In two sworn statements provided over the course of a year, Officer Kenyatta Myers gave seemingly contradictory answers regarding his role in the department’s selection of tow companies.

The conflicting statements emerged after former Deputy Chief Celia Washington was indicted earlier this year, accused of taking bribes in exchange for steering towing contracts.  At the time her indictment was announced, Chief James Craig called her alleged conduct a “significant betrayal to this organization, this department and this city."

In 2016, deposed in an unrelated case, Officer Myers testified that “I am the person that is in charge of the police authorized towers.” When lawyers pressed him, he was unequivocal.
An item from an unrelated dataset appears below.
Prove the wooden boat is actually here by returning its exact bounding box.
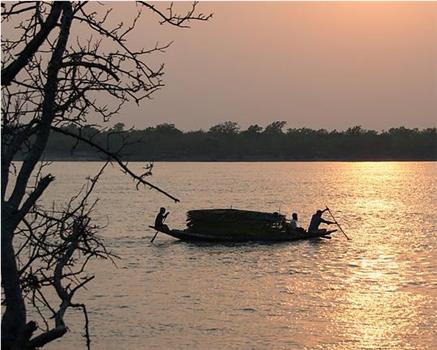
[150,209,337,242]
“Was there anybody else involved in the process…?” a lawyer asked Myers.

“No,” he replied.

 “Did you consult with anybody?” Myers was asked.

“No,” he responded.

“Advice from anyone else?” he was asked.

Myers replied: “No.”

But in October 2017 in a sworn affidavit submitted by the city, Officer Myers gave a different story, saying that when it came to towing contracts, he “worked under the direction of DC Washington,” saying she “had the lead role in this process” that the feds now say was corrupt.
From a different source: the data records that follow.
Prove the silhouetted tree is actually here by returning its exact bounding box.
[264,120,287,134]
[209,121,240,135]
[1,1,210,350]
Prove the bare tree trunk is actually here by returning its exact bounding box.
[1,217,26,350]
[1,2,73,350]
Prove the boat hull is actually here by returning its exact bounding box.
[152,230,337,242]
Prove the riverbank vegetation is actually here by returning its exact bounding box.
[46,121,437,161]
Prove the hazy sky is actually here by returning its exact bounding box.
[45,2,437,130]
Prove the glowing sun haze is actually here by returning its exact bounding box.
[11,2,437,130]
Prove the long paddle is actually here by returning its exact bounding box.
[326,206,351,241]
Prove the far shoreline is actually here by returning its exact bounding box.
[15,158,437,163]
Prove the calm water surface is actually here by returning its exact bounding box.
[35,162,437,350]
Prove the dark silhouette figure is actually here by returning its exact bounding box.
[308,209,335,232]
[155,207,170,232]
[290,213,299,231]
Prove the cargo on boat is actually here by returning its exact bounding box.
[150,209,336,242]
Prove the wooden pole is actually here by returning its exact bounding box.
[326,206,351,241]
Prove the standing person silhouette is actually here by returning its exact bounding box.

“In my ten years of law practice, I have no better example of inconsistent statements than his affidavit and his transcripts,” said Marc Deldin, an attorney for Nationwide Recovery.  

Nationwide was a longtime tower for DPD until this past July, when the city suspended its towing permit without explanation.  Later, it claimed that Nationwide was involved in a scheme to steal cars.

Company officials deny this, have never been charged and filed a lawsuit against the city for suspending the company’s permit. That’s the suit that uncovered the inconsistent statements of Officer Myers.

“He took two separate oaths and he told two separate stories,” Deldin said. “Both of them cannot be true.”

“Why would it help the city’s argument for this affidavit to be true?” asked Channel 7’s Ross Jones.

“The city wants to establish what I’m calling the Celia Washington defense,” Deldin said. “And that’s that Celia Washington ran everything, she created these rules. This is all completely false.”

When city lawyers were notified of Myers’ conflicting statements, they had them withdrawn and stricken from the court record. A spokeswoman for Chief James Craig declined comment, but said they were looking into Myers’ testimony.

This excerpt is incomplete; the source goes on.